Experimental design: Pre-enrollment characteristics and study outcomes were retrospectively analyzed for children with refractory solid tumors treated in one of 16 phase I trials with similar eligibility criteria at the National Cancer Institute between 1992 and 2005.
Results: The 262 subjects analyzed had received a median of two (range, 0-9) prior chemotherapy regimens, and were on one (range, 0-12) concomitant medication. The Eastern Cooperative Oncology Group performance status scores for subjects were 0 (29%), 1 (48%), and 2 (19%); 19% had received a prior stem cell transplantation and 73% had received prior radiation. Approximately 90% of subjects were evaluable for the primary trial endpoints (toxicity and pharmacokinetics). Seventeen percent of subjects experienced a dose-limiting toxicity (DLT), 5% discontinued the study drug because of toxicity, and a drug-related death occurred in one subject (0.4%).
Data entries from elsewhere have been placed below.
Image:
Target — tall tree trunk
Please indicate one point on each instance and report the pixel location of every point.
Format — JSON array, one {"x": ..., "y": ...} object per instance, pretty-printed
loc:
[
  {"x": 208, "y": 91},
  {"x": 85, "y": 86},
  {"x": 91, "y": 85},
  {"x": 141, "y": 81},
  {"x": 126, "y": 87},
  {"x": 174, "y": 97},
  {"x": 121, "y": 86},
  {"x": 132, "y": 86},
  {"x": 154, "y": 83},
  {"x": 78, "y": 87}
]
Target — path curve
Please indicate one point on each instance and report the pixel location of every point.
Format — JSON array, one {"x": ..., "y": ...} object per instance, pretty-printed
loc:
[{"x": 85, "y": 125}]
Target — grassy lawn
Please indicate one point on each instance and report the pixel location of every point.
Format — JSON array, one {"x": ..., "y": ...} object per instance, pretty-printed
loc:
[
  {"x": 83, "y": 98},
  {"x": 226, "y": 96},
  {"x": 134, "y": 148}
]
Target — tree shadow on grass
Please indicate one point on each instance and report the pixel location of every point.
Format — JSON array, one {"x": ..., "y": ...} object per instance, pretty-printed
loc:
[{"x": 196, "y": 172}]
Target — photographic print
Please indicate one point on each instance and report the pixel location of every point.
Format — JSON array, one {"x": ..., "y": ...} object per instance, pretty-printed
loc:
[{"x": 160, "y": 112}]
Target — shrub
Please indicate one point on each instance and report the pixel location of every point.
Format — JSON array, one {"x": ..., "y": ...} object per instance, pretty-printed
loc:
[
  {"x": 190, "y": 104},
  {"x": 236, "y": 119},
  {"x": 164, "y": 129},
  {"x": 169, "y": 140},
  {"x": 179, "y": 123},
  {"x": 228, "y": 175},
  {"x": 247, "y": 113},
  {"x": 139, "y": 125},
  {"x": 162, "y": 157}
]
Variables associated with a higher risk for developing a DLT, by multiple logistic regression analysis, were drug dose and prior radiation, for myelosuppressive agents, and drug dose and performance status, for nonmyelosuppressive agents. The complete and partial response rate was 4%; however, 17% of subjects had stable disease (received three or more cycles). The median overall survival time from the time of enrollment was five months.
Conclusions: Primary trial objectives are achieved in approximately 90% of subjects with the standard phase I trial design and eligibility criteria despite the intensification of frontline and salvage therapies in pediatric subjects with cancer.